Nadine looked at her. Her light-blue eyes were wide with fervour.

‘Exactly. Exactly . And can’t you just use one ounce of imagination and see how agonizing that is for me to bear?’

In the morning, Nadine drove them all to school, Clare to the nearest junior school and Rory and Becky to the comprehensive where Clare would join them, when she was eleven. They had been at their new schools for two terms, ever since it became plain that Matthew really did mean to marry Josie and Nadine had decided that it was intolerable for her, and the children, to stay in Sedgebury. Matthew had wanted her to stay, so that the children at least had the continuity of school and friends and grandparents, but she had refused. She had been in such violent pain that she had believed, passionately, that the only way she could possibly assuage it was by getting out, getting away from everything that was familiar, and was now denied to her. The children had complained bitterly – they complained a lot more then, she had noticed, than they did now – but she had told them it had to be. Nobody wanted this new life, but they had to live it.

‘You must reconcile yourselves to it,’ she’d said. ‘You must learn.’

They didn’t, she thought, much like their new schools, but they bore them. They were inevitably more rural than the schools in Sedgebury, and though no rougher, the roughness took a different form, and Nadine worried that her children didn’t quite understand the un spoken rules of this more reticent, countrified community with its own kind of unarticulated toughness. She thought they’d got quieter. When she was talking to them, or angry, she blamed this new quietness on Matthew and Josie, but when she was alone in the cottage in the middle of the day, she sometimes, and despite all the frightening turbulence of her feelings, admitted that it was not as simple as that. When she dropped them at school, she always said, ‘Three-thirty!’ to them, as if encouraging them to think she was only seven hours away. Becky had suggested that she didn’t drive them all the way to school, but dropped them at a collecting point, halfway, where they could join the school bus.
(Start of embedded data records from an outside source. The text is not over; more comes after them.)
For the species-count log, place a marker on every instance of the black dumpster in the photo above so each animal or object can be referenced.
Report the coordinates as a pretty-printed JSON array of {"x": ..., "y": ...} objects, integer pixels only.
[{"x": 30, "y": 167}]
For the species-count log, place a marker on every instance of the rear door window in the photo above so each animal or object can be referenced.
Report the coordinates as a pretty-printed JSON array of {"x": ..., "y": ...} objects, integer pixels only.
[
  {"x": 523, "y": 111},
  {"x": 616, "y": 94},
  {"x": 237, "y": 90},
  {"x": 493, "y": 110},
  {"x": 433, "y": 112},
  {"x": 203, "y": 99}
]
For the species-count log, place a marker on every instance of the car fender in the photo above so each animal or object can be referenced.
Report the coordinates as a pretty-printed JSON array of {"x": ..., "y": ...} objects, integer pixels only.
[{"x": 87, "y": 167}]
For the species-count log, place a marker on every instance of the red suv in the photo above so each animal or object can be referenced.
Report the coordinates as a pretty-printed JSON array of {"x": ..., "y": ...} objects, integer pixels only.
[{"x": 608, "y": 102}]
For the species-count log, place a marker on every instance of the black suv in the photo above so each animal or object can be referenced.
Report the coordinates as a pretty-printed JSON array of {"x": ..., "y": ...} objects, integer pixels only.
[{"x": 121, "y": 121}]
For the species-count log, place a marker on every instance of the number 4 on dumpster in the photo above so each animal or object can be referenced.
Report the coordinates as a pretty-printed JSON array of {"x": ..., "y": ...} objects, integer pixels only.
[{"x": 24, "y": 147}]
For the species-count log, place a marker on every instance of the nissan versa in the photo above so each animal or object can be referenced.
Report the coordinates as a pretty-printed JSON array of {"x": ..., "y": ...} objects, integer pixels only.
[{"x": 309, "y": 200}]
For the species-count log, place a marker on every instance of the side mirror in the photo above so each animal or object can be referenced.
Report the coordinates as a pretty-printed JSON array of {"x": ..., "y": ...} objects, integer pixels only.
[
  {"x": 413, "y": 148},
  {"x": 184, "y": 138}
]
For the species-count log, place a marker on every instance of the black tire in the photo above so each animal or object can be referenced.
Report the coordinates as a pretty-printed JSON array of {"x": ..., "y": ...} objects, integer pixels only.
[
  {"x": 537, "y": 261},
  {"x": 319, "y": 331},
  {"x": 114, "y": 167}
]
But she’d said no.

‘You need me,’ she said to Becky. ‘For the moment, anyway. You need me to be there.’

‘And I,’ she thought to herself, reversing the car badly in the gateway to Becky and Rory’s school, ‘need them to be there. I’d just drown without them.’

When she got home, she resolved, she would clean the cottage and do some washing and put at least clean pillow cases on the beds – if there were any – and find something to make a fire with. She might even ring the chimney sweep. She would also, with the screwed-up fiver she had found in her jacket pocket – a heavy knitted jacket she hadn’t worn since last winter – buy something for supper. Macaroni and cheese maybe, or potatoes and eggs. When she was a student, she’d lived on potatoes and eggs. For half a crown, you could buy enough of both to last you as egg and chips for three days. Her skin had got terrible. She remembered it clearly, because she’d always had good skin, the kind of skin you didn’t have to bother with because it seemed to take care of itself, and it developed spots and rough, dry patches and went dead-looking, in protest at all the egg and chips. So she’d switched, with the kind of exaggerated enthusiasm that she’d always been at the mercy of, to a macrobiotic diet and ate bean curd and brown rice. Her skin took a pretty poor view of that, too. Nadine put her hand up now, in its rough bright mitten, and touched her face. Her skin had never recovered really. Matthew had told her, when she complained to him about it, that she’d gone too far, pushed it beyond its limits. He was always accusing her of that, always telling her that she pushed everything too far, people, causes, opinions, him. Matthew … At the thought of his name, Nadine gave a little scream out loud and beat impotently on the steering wheel.